Statistical queries involve applying
statistical functions to a population of tuples. For example, we may want to
retrieve the number of individuals in a population or the average income in the
population. However, statistical users are not allowed to retrieve individual
data, such as the income of a specific person. Statistical database security
techniques must prohibit the retrieval of individual data. This can be achieved by prohibiting queries that
retrieve attribute values and by allowing only queries that involve statistical
aggregate functions such as COUNT, SUM, MIN, MAX, AVERAGE, and
STANDARD DEVIATION. Such
queries are sometimes called statistical queries.

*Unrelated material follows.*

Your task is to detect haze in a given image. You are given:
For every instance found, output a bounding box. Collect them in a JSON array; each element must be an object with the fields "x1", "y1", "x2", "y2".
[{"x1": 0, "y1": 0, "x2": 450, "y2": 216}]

It is the responsibility of a database
management system to ensure the confidentiality of information about
individuals, while still providing useful statistical summaries of data about
those individuals to users. Provision of privacy
protection of users in a statistical database is paramount; its violation
is illustrated in the following example.
In some
cases it is possible to infer the
values of individual tuples from a sequence of statistical queries. This is
particularly true when the conditions result in a
population consisting of a small number of
tuples. As an illustration, consider the following statistical queries:
Q1: SELECT COUNT (*) FROM PERSON
WHERE <condition>;
Q2: SELECT AVG (Income) FROM PERSON
WHERE <condition>;
Now suppose that we are interested in finding
the Salary of Jane Smith, and we know that she has a Ph.D. degree and that
she lives in the city of Bellaire, Texas. We issue the statistical query Q1 with the following condition:
(Last_degree=‘Ph.D.’ AND Sex=‘F’ AND City=‘Bellaire’ AND
State=‘Texas’)
If we get a result of 1 for this query, we can
issue Q2 with the same condition and find the Salary of Jane Smith. Even if the result of Q1 on the preceding condition is not 1 but is a small number—say 2 or
3—we can issue statistical queries using the functions MAX, MIN, and AVERAGE to identify the possible range of values for
the Salary of Jane Smith.
The possibility of inferring individual
information from statistical queries is reduced if no statistical queries are
permitted whenever the number of tuples in the population specified by the
selection condition falls below some threshold. Another technique for
prohibiting retrieval of individual information is to prohibit sequences of
queries that refer repeatedly to the same population of tuples. It is also
possible to introduce slight inaccuracies or noise into the results of statistical queries deliberately, to make
it difficult to deduce individual information from the results. Another
technique is partitioning of the database. Partitioning implies that records
are stored in groups of some minimum size; queries can refer to any complete
group or set of groups, but never to subsets of records within a group. The
interested reader is referred to the bibliography at the end of this chapter
for a discussion of these techniques.